I read this book because it was mentioned as an example of the problems of memory in Charles Fernyhough’s book “Pieces of Light” (which I had read because of an interest in the subject and because it had been given as a link in a Psychology MOOC that I am studying).
I have to say that I found this book to be one of the finest novels I have ever read. I am not a great novel reader, but the extraordinary mix of history, geography, literary criticism and photography linked into the personal story of a man who, as a child was taken to “safety” in Britain from the perils of the Nazi scourge in 1939 on a “Kindertransport” and finished up with a very severe Welsh Calvinist preacher and his sickly wife in rural Gwynedd.
The book is written with barely a paragraph and is a continuous flow of conversation, facts, flashback interspersed with photographs. The description of places such as London (particularly Liverpool Street) is quite simply superb. It is writing of a very high class and graphically represents place better than any novel I have ever read.
The actual storyline is narrated by someone who happens to meet the main character “Jaques Austerlitz” in a cafe in Antwerp. They then meet off and on over a period of years where Austerlitz travels to Prague and other places in the Czech Republic, Germany and lastly France in order to find out what happened to his parents. His mother very probably dying in the Theresienstadt ghetto or at one of the more infamous concentration camps. His father had escaped to Paris before he had been put on the Kindertransport to Liverpool Street, London. He finds out that he had probably escaped from Paris just before the Nazis took over the city in May 1940 but thereafter he loses all trace of what became of him.

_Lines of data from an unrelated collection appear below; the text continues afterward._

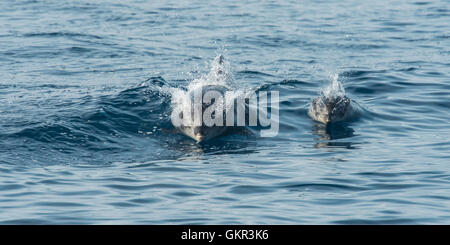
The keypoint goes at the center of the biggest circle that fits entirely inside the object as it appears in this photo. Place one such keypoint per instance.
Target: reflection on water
(242, 143)
(327, 133)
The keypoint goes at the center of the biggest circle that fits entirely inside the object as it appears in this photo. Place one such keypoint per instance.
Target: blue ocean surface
(86, 136)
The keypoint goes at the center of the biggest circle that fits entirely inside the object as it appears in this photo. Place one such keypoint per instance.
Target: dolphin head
(328, 110)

The fascination of this book is that it is one of the most graphic novels I have read about the Holocaust and was written by a non-Jewish German! In some ways, Sebald, a product of the 60’s student movement in Germany that revolted against the sterility of post-war West Germany and the way that the events of the Nazi period had largely been swept under a carpet.
Maybe this is a book that could only have been written by a German. But this is no ordinary German. Sebald had become an exile from his fatherland by leaving Germany in 1966. He became a lecturer at the University of East Anglia and lived in Britain (with a one year gap in Switzerland) for the rest of his life. Tragically he was killed in a car crash at the age of 57 in December 2001). At that time he had made a growing reputation as a first-class writer (and not just a literary critic as many of his colleagues were) and was being mentioned as a future Nobel Laureate for Literature.
Having read this great novel I will endeavour to try and read some of his other work, but can thoroughly recommend anyone to read this masterpiece. Notwithstanding its literary quality, it is also a brilliant book about memory (as Fernyhough had stated) in terms of what we remember, what we forget and what we need to forget in order to stay sane!